Use of AIS Data to Characterise Marine Traffic Patterns and Ship Collision Risk off the Coast of Portugal
This paper studies the risk of ship collision off the coast of Portugal based on Automatic Identification System (AIS) data, which is recorded and maintained by the Portuguese coastal Vessel Traffic Service (VTS) control centre (CCTMC). Computer programs for decoding, visualization and analysis of the AIS data have been developed. From analysis of the AIS data available, maritime traffic off the coast of Portugal is characterized and a statistical analysis of traffic in the Traffic Separation Schemes is provided. An algorithm has been developed to assess the risk profile and the relative importance of routes associated with ports.
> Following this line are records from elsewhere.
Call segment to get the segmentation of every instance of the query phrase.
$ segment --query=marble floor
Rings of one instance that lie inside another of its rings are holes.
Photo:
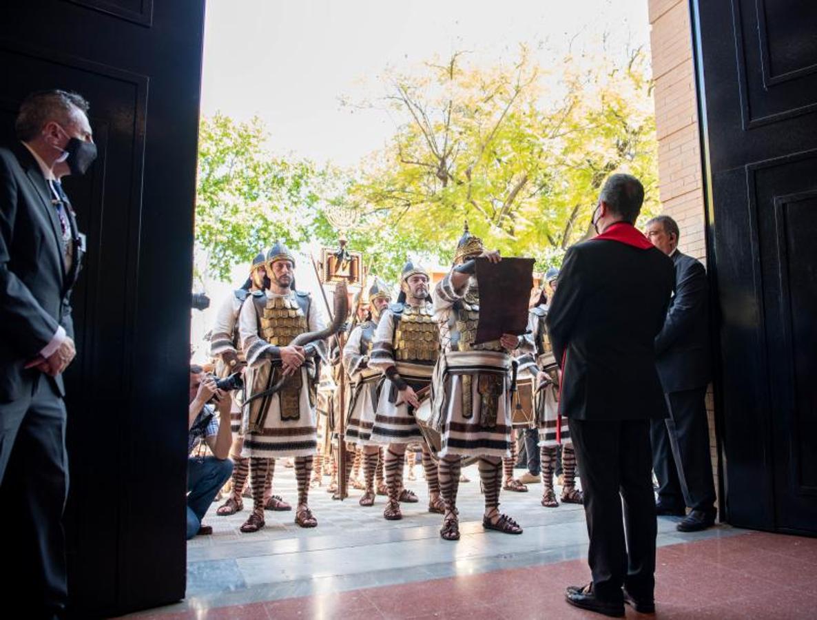
[[[319,526],[301,529],[292,512],[266,513],[266,527],[242,534],[248,514],[205,518],[212,536],[188,543],[187,596],[133,618],[570,618],[564,587],[587,581],[582,507],[540,506],[542,485],[503,492],[501,510],[525,528],[521,536],[486,532],[475,466],[460,487],[462,538],[440,538],[441,517],[426,511],[422,468],[408,483],[419,496],[404,504],[404,519],[382,518],[384,497],[358,506],[359,491],[333,501],[315,488]],[[292,469],[279,467],[274,492],[294,503]],[[247,501],[247,506],[249,506]],[[656,598],[661,617],[765,618],[772,590],[788,607],[775,618],[817,617],[817,541],[717,526],[694,534],[659,520]],[[806,585],[805,576],[808,576]],[[774,586],[774,588],[772,587]],[[758,596],[769,593],[769,600]],[[726,604],[726,603],[729,604]],[[713,607],[717,605],[717,609]],[[798,615],[803,610],[806,615]],[[717,613],[716,613],[717,612]],[[592,615],[592,614],[590,614]]]

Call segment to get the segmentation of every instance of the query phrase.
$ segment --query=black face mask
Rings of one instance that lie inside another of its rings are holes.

A method is proposed to calculate the collision risk from the assessment of the number of collision candidates by estimating future distances between ships based on their previous positions, courses and speeds, and comparing those distances with a defined collision diameter. Values of causation probability suggested in several studies are used to calculate the expected number of collisions in the period of time under investigation based on the number of collision candidates. The results of this study are then compared with the number of collisions that have occurred between 1997–2006, registered and maintained by the Portuguese Maritime Authority.